Sacramento Bee
If California lawmakers don’t re-regulate electric rates and create a new statewide public power system, both issues will go to the voters in a 2002 ballot initiative, one consumer group vowed Tuesday.
The law that deregulated electric power generation in 1996 “laid us bare to thieves in the energy industry” and must be scrapped, said Harvey Rosenfield, president of the Foundation for Taxpayer and Consumer Rights.
Rosenfield, who backed a successful initiative to control auto insurance rates in 1988 and a failed measure to control electric rates in 1998, said he wants to involve environmentalists, business people and other consumer groups in a sweeping overhaul of how power is produced and delivered in California.

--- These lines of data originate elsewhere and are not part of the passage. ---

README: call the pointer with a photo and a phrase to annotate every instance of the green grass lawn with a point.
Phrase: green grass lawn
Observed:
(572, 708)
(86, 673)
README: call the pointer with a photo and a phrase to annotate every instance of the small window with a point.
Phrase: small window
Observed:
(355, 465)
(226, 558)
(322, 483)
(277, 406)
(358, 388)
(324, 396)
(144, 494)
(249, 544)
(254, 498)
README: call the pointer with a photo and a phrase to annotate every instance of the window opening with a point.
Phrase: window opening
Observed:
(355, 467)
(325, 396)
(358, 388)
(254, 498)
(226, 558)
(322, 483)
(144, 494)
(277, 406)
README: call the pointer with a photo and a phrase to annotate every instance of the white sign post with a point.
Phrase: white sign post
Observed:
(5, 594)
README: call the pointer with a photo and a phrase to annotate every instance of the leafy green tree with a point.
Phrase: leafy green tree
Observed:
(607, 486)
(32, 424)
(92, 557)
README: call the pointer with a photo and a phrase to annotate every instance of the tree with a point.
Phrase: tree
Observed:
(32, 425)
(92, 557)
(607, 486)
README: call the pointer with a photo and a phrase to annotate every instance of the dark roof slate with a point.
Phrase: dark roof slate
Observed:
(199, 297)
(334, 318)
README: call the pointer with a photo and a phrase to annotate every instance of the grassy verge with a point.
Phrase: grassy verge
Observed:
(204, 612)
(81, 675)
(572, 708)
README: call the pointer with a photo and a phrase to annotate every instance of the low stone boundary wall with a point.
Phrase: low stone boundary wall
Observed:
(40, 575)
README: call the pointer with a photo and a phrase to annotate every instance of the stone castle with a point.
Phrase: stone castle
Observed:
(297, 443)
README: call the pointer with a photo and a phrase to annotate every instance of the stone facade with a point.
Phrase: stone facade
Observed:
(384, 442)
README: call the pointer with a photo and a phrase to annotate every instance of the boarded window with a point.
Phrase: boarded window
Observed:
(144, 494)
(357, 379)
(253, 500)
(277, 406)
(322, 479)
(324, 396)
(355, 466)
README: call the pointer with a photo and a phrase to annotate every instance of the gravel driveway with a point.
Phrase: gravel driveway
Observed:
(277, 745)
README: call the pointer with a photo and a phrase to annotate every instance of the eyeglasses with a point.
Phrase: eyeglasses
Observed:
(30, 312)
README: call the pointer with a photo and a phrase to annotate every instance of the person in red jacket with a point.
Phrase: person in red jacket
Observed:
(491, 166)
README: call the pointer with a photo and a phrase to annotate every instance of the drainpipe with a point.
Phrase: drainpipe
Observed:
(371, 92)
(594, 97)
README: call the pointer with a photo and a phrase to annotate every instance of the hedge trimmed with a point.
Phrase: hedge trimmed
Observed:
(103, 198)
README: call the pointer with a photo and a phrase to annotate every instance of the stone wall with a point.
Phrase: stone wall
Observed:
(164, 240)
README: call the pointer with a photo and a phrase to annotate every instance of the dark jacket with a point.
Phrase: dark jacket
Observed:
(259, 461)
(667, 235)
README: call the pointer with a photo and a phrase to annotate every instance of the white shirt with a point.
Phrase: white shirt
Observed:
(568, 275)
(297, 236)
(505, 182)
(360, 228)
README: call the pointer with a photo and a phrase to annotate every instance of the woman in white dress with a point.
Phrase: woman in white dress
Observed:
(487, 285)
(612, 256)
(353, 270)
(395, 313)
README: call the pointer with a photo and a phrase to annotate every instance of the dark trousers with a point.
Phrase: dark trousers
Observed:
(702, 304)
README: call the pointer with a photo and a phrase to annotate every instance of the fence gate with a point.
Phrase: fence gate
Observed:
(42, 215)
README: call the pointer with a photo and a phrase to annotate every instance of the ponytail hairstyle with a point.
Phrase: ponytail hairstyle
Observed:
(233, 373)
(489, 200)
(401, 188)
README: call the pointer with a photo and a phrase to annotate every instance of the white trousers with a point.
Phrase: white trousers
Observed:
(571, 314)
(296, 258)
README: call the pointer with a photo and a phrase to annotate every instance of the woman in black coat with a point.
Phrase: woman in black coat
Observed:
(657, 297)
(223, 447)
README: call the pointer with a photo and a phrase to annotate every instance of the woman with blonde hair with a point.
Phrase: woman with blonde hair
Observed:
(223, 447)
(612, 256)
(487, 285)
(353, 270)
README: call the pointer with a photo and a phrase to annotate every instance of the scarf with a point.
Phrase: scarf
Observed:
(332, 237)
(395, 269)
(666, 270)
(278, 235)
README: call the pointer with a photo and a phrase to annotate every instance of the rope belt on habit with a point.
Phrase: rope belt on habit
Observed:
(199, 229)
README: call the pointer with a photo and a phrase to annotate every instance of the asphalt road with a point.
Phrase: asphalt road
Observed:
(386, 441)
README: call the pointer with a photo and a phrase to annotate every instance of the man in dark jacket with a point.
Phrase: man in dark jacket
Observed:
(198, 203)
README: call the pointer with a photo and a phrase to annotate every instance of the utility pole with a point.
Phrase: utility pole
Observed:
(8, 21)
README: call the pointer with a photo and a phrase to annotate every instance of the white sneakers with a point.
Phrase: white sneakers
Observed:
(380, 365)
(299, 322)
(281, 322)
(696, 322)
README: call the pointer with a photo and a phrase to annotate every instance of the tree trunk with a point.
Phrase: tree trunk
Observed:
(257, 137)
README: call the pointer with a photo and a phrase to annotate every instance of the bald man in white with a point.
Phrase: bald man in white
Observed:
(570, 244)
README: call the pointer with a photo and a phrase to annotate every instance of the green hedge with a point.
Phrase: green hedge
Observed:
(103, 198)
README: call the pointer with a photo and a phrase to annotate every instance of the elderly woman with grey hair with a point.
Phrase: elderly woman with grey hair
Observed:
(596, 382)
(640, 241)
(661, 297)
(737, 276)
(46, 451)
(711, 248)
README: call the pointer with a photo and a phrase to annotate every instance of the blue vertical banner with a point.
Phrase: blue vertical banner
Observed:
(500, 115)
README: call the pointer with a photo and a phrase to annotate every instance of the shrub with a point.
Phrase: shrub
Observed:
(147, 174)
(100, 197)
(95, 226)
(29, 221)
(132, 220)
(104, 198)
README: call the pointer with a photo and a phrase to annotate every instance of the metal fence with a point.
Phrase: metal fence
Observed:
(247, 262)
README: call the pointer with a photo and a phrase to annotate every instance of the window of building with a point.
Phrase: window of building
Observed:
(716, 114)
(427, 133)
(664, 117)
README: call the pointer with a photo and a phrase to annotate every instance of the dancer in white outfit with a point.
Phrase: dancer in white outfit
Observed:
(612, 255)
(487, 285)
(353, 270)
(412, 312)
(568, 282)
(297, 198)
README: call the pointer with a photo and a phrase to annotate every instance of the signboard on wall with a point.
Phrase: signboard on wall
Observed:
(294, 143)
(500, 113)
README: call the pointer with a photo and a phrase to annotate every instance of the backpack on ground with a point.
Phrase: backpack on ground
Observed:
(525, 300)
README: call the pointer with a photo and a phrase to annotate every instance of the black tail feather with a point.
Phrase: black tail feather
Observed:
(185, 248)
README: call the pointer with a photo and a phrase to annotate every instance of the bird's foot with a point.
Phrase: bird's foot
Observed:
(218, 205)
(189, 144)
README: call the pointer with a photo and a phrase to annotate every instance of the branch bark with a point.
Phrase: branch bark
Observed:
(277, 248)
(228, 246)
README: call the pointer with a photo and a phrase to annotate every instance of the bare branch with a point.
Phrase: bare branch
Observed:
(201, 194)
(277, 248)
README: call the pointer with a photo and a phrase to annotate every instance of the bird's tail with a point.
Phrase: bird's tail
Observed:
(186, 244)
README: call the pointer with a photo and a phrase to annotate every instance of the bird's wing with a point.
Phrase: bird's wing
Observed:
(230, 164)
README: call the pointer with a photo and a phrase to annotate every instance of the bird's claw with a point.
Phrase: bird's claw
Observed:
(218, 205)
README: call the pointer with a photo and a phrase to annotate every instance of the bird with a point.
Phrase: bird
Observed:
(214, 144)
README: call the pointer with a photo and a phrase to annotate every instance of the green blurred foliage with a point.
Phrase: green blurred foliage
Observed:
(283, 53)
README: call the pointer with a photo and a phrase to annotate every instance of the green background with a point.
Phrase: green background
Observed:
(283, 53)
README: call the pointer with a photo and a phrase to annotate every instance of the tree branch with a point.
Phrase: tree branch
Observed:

He said his group would step aside if the state Legislature and the governor fix the problem first, and he called on lawmakers to refuse political contributions from utility companies while the issue is debated in Sacramento.
His proposal, outlined Tuesday at a Capitol press conference, is the latest in a host of calls for state action to rein in an electric market that has driven today’s wholesale prices more than five times higher than they were one year ago.
Other proposals include creating a publicly owned transmission agency, building state-owned power plants and returning to state-imposed rate regulation. The fate of such proposals could be strongly shaped by the outcome of two looming regulatory battles: Requests by California utilities for large rate increases and federal efforts to mend the state’s electric market.
The idea of a state-run power system was immediately denounced by Southern California Edison and a coalition of power plant owners, and was met with deep skepticism by Pacific Gas and Electric Co.
“We don’t believe that creating a new, big bureaucracy is going to solve the problem,” PG&E spokesman Ron Low said.
California’s electricity market can be fixed using “tweezers rather than a chain saw,” said Jan Smutny-Jones, president of the Independent Energy Producers Association.